The counter example that I sent last night arose because the Gaussian
Error function has varying slopes.
Ruth suggested turning it into a triangle.
    /\
  /    \
/        \
Writing this, I see that it can be generalized.

Recall p=Error(u) gives that pr[Error = u] = p.
Lets require Error(u) to be strictly concave, ei  its derivative is
strictly decreasing with u.
ie has a nice dome curve
Eg it could be Gaussian with the tails cut off past the inflection
points.

Let t be drawn from ANY fixed distribution
t' = t + Error
Let Grade(t',i) be ANY function strictly increasing in both t and in
i.
Let g = Grade(t',i).

Prove
  Exp[t | g, i=0 ]  >  Exp[t | g, i=1 ]


==============

Hi,
It is hard to understand. I keep getting muddled myself.
I still claim that t in [4,4.5] works.
But now I see that neither t in [2,3] nor t in [6-7] work.

g=t+i+Error
pr[t|g=5,i] = pr[t & g=5|i]/pr[g=5|i].
The pr[g=5|i] is just to make the area under the curve be 1.
 pr[t & g=5|i] = pr[t]*Error(g-t-i)
Lets assume t is uniform in some range say t in [4,4.5].
Error(g-t-i) = prob that of the error being E=g-t-i.
Note this prob is maximized when E=g-t-i=0,
  ie when t=g-i, which is t=5 for i=0 and t=4 when i=1.
So the curve you are drawing is a plot of Error(g-t-i) vs t.
Then the plot of  pr[t & g=5|i] = pr[t]*Error(g-t-i)
is the same except truncated to be only in the range t in [4,4.5].
Then the plot of pr[t|g=5,i] = pr[t & g=5|i]/pr[g=5|i] is the same
except it is scaled so that the area under the curve is one.
Because of this, the relative heights of Error(g-t-i) for i=0 vs i=1
does not matter.
What really matters is the slope of the curve.

i=0
        /|
     /   |
    |    |
    |    |   t in [4,4.5].

i=1
    |\ 
    |  \
    |    |
    |    |   t in [4,4.5].

How do you sample a value of t?
  - throw a dart so it lands anywhere in the area of the curve with
  equal p
    Each 1mmx1mm square under the curve is equally likely to be hit by
    the dart.
    Then read the value of t for the location of the dart.
Note for i=0, because of the slope of the probability curve is upward
that t=4.5 is more likely than t=4.
So the expected value of t is closer to 4.5 than it is to 4.
Note for i=1, because of the slope of the probability curve is
downward that t=4 is more likely than t=4.5.
So the expected value of t is closer to 4 than it is to 4.5.
Hence E[t & g=5|i=0] > E[t & g=5|i=1].

Now consider t uniform in [2,3]
Note for i=0, because of the slope of the probability curve is close
to 0, that t is about uniform in [2,3]
So the expected value of t is close to 2.5
Note for i=1, because of the slope of the probability curve is upward
that t=3 is more likely than t=2.
So the expected value of t is closer to 3 than it is to 2.5.
Hence E[t & g=5|i=0] < E[t & g=5|i=1].

Now consider t uniform in [6,7]
Note for i=0, because of the slope of the probability curve is
downward that t=6 is more likely than t=7.
So the expected value of t is closer to 6 than it is to 6.5.
Note for i=1, because of the slope of the probability curve is close
to 0, that t is about uniform in [6,7]
So the expected value of t is close to 6.5
Hence E[t & g=5|i=0] < E[t & g=5|i=1].

What restriction on pr[t] could we add to make it work?
Certainly if pr[t] is uniform across a large range including [2,6].
What if p[t] is arbitrary but within the range [2,6] it is
approximately linear (increasing or decreasing)

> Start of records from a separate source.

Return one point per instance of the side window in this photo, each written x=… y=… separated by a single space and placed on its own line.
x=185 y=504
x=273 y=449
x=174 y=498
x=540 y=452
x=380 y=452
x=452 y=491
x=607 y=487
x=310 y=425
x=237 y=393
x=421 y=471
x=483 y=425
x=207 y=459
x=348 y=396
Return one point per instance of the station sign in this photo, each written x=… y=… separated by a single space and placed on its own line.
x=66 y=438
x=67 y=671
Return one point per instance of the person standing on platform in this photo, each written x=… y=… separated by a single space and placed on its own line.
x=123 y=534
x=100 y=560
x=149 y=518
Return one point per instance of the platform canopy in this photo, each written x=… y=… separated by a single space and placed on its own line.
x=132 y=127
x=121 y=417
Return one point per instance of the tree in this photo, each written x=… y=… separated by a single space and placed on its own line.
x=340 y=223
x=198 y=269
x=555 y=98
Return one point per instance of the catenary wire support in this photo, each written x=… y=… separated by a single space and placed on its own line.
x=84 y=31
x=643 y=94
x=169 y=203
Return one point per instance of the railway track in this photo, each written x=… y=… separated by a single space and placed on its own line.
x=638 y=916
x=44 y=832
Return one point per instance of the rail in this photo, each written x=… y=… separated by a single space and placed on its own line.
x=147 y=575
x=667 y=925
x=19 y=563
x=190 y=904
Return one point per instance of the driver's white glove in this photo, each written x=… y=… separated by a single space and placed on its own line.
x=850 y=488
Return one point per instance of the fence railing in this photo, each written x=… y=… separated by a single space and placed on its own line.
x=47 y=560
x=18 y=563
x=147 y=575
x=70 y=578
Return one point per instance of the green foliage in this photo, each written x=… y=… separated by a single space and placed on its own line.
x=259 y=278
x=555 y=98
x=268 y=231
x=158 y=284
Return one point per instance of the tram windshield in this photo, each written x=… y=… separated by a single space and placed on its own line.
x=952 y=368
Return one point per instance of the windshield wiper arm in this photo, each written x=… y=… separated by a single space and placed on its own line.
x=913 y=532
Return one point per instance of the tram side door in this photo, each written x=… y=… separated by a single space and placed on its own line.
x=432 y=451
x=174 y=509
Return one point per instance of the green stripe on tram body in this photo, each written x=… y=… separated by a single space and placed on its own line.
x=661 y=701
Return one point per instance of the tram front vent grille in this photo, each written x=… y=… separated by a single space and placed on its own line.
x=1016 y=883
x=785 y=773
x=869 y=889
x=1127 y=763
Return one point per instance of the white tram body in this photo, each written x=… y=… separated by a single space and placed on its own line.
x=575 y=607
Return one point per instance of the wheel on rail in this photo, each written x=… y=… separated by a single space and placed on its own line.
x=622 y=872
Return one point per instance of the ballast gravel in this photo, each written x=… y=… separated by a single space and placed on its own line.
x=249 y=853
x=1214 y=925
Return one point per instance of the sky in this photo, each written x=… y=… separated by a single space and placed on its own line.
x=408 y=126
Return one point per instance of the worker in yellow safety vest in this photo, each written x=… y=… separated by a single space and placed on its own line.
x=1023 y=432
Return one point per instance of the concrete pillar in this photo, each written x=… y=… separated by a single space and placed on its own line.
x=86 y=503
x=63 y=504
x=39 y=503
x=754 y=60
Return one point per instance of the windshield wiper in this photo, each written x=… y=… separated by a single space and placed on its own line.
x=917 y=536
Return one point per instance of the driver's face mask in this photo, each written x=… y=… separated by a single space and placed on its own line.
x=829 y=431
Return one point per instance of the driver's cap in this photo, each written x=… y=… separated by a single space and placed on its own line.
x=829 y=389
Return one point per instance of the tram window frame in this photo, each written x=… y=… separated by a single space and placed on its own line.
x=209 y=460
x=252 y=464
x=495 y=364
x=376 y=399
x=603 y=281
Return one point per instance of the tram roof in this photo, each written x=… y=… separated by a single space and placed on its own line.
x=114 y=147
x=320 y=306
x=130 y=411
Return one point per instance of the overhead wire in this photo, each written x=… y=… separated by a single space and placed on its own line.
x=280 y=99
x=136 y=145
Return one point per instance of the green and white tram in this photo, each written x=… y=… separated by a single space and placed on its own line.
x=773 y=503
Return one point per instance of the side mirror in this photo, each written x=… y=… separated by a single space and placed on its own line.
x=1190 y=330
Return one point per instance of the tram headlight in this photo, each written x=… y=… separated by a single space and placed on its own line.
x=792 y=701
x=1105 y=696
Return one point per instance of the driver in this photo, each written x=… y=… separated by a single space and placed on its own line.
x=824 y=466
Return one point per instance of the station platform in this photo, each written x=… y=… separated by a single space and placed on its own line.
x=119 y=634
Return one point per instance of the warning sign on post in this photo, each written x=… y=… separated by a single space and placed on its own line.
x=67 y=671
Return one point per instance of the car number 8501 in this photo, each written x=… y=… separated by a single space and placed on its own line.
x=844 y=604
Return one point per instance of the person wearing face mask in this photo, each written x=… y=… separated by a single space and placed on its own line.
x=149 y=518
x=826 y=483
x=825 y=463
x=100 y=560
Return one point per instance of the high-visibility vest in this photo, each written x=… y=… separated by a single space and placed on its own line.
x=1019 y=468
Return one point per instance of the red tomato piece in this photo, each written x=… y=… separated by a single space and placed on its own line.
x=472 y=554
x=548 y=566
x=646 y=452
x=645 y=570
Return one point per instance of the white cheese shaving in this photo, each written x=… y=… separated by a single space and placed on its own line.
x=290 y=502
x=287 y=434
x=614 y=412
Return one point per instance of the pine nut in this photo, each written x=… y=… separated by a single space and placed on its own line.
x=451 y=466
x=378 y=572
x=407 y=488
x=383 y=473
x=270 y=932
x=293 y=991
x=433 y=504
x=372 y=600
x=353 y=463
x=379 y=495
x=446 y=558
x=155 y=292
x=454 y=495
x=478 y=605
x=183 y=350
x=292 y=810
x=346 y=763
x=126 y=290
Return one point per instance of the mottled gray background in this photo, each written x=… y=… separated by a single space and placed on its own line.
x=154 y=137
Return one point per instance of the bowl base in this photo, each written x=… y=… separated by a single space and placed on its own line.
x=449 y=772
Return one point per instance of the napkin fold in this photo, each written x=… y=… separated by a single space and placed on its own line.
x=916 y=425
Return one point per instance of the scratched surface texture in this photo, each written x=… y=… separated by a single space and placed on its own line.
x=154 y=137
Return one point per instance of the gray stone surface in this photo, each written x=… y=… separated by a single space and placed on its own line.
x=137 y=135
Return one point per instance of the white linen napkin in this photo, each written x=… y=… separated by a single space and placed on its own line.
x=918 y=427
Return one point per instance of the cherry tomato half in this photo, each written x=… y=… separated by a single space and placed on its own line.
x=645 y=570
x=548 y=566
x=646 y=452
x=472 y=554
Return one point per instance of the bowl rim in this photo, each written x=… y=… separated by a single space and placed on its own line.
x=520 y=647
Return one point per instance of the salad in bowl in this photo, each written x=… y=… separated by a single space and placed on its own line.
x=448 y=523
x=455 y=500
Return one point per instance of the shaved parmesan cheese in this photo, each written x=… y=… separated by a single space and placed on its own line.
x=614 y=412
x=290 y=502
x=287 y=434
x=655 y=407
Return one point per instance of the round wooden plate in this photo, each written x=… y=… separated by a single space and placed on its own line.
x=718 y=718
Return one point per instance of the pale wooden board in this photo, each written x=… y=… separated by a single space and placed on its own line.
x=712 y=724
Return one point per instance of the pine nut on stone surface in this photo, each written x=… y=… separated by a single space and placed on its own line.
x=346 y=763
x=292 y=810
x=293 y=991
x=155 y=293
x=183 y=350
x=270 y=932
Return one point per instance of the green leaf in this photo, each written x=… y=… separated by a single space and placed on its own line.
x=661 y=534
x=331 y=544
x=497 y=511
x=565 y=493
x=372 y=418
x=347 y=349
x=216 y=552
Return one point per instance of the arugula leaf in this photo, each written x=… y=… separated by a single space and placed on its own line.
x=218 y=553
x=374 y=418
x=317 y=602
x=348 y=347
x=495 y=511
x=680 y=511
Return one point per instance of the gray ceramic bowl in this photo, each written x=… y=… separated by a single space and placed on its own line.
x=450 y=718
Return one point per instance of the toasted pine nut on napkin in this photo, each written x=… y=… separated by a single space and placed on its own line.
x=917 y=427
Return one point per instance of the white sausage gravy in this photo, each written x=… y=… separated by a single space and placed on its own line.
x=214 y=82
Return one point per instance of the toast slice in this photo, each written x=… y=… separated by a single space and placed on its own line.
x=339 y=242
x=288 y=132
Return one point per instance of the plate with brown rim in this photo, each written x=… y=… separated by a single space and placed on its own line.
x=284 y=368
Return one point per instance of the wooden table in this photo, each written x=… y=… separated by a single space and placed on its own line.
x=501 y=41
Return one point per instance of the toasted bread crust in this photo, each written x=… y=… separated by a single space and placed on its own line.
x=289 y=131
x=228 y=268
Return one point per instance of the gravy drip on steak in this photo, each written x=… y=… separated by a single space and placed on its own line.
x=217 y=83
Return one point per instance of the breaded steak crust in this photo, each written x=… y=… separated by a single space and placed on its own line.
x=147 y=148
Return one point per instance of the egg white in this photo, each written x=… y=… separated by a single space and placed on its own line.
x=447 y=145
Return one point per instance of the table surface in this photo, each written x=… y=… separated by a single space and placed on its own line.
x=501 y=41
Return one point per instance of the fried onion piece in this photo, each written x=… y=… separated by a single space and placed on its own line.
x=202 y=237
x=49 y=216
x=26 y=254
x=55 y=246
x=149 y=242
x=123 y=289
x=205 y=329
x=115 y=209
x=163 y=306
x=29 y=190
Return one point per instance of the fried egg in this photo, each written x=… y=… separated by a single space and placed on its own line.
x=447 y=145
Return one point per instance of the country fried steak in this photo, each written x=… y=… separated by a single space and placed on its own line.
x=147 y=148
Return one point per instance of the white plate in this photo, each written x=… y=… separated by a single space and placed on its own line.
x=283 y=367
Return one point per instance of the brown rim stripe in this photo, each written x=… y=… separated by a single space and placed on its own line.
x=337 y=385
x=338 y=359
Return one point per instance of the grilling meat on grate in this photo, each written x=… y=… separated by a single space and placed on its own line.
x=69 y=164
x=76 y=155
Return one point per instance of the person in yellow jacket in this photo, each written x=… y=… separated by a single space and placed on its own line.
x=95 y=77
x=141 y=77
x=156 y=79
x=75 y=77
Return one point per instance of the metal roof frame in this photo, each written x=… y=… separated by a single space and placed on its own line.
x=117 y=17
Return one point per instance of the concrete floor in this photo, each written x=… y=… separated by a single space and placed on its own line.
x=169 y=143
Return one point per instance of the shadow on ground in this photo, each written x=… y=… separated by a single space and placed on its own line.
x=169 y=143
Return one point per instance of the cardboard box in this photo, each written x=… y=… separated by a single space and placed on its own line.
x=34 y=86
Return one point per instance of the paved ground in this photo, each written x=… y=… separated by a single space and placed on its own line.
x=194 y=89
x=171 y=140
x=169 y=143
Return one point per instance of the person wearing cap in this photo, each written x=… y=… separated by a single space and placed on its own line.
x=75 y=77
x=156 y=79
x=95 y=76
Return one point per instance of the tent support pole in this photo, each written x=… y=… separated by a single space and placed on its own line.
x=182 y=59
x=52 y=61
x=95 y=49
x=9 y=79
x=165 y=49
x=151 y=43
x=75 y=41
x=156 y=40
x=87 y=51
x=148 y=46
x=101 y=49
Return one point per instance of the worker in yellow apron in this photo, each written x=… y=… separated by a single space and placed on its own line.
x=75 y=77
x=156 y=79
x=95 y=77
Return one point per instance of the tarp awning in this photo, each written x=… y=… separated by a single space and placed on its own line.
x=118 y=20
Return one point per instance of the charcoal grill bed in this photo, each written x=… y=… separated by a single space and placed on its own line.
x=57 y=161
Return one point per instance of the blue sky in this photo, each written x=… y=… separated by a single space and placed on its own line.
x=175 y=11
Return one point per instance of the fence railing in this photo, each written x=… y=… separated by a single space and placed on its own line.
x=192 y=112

I still think if error is uniform in [-1,1], then E[t & g=5|i=0] >=
E[t & g=5|i=1].
  Note the > was replaced by >=
The reason is that the slope will always be 0.



==================================

Oops. The following statement is NOT true!!!
> Then knowing t' = t+error, the expected value of t is t'.

This bug applies whether we add noise to the Type or to Grade function.
Because of Bayesian things, the distribution on type t matters.
-- My pictures had completely forgotten this.
If Error is {-1,1} then really bad things can really happen.
So let Error be uniform in [-1,1].
Even here some things surprising and a little bad can happen.
When i=0, let g = t+0+Error.
When i=1, let g = t+1+Error.
Lets condition on g=5.
When i=0, t must be in the range [4,6].
When i=1, t must be in the range [3,5].
But suppose the distribution on t is such that t can only be in the
range [4,5].
Other values of t, simply dont happen.
This means for both i=0 and i=1, t must be in [4,5].
Within this range, both i=0 and i=1 have the same distribution on t.
Hence, Exp[t|g=5,i=0] = Exp[t|g=5,i=1].
Being equal is not a disaster, but I expected the first to be strictly
bigger.
If Error was Gaussian or at least put a little more weight on Error
close to zero,
then this would be enough to make Exp[t|g=5,i=0] > Exp[t|g=5,i=1].

All the best jeff
Karan - talk to me if you dont understand this.
Any idea how other papers deal with this kind of problem?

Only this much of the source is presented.